Your Rights Regarding Medical Information About You.


You have the following rights regarding medical information we maintain about you:

  • Right to Inspect and Copy. You have the right to inspect and copy medical information that may be used to make decisions about your care. Usually, this includes enrollment, payment, claims processing, and case or medical management records held by Viva Health.

    To inspect and copy medical information that may be used to make decisions about you, you must submit your request in writing to Viva Health’s Privacy Officer (see contact information later in this Notice). If you request a copy (paper or electronic) of the information, we will charge a fee for the costs of copying, mailing or other supplies associated with your request.

    We may deny your request to inspect and copy in certain very limited circumstances. If you are denied access to medical information, you may request that the denial be reviewed. Another licensed health care professional chosen by Viva Health will review your request and the denial. The person conducting the review will not be the person who denied your request. We will comply with the outcome of the review.

  • Right to Amend.
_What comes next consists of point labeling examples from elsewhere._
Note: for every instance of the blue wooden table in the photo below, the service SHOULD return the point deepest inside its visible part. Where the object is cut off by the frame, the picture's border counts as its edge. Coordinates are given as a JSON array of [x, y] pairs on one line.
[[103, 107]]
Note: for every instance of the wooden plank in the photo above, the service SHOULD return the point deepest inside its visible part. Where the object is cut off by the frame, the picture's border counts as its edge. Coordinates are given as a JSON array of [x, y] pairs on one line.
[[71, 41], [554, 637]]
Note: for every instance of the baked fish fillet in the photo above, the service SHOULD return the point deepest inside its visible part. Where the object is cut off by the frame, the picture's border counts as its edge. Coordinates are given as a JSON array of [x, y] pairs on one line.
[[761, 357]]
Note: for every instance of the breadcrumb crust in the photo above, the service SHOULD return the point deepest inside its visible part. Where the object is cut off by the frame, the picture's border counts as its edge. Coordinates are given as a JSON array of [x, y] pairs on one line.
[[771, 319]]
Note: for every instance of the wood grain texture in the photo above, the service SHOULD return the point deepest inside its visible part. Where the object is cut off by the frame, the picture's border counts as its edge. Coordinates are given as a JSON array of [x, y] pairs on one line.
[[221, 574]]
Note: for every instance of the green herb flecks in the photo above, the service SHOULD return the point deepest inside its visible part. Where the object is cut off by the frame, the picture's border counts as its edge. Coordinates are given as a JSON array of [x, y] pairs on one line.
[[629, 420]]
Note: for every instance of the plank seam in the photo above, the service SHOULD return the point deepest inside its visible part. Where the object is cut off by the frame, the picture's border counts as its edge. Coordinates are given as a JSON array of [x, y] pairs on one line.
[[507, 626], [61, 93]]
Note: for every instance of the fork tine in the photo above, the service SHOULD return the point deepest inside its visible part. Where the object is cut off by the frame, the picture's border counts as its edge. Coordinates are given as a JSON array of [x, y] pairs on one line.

If you feel that medical information we have about you is incorrect or incomplete, you may ask us to amend the information kept by Viva Health.

    To request an amendment, your request must be made in writing on the required form and submitted to Viva Health’s Privacy Officer (see contact information later in this Notice). In addition, you must provide a reason that supports your request.

    We may deny your request for an amendment if it is not in writing or does not include a reason to support the request. In addition, we may deny your request if you ask us to amend information that:

    • was not created by us, unless the person or entity that created the information is no longer available to make the amendment;
    • is not part of the medical information we keep;
    • is not part of the information which you would be permitted to inspect and copy; or
    • is accurate and complete.

  • Right to an Accounting of Disclosures. You have the right to request an "accounting of disclosures." This is a list of certain disclosures we made of medical information about you for reasons other than treatment, payment or health care operations.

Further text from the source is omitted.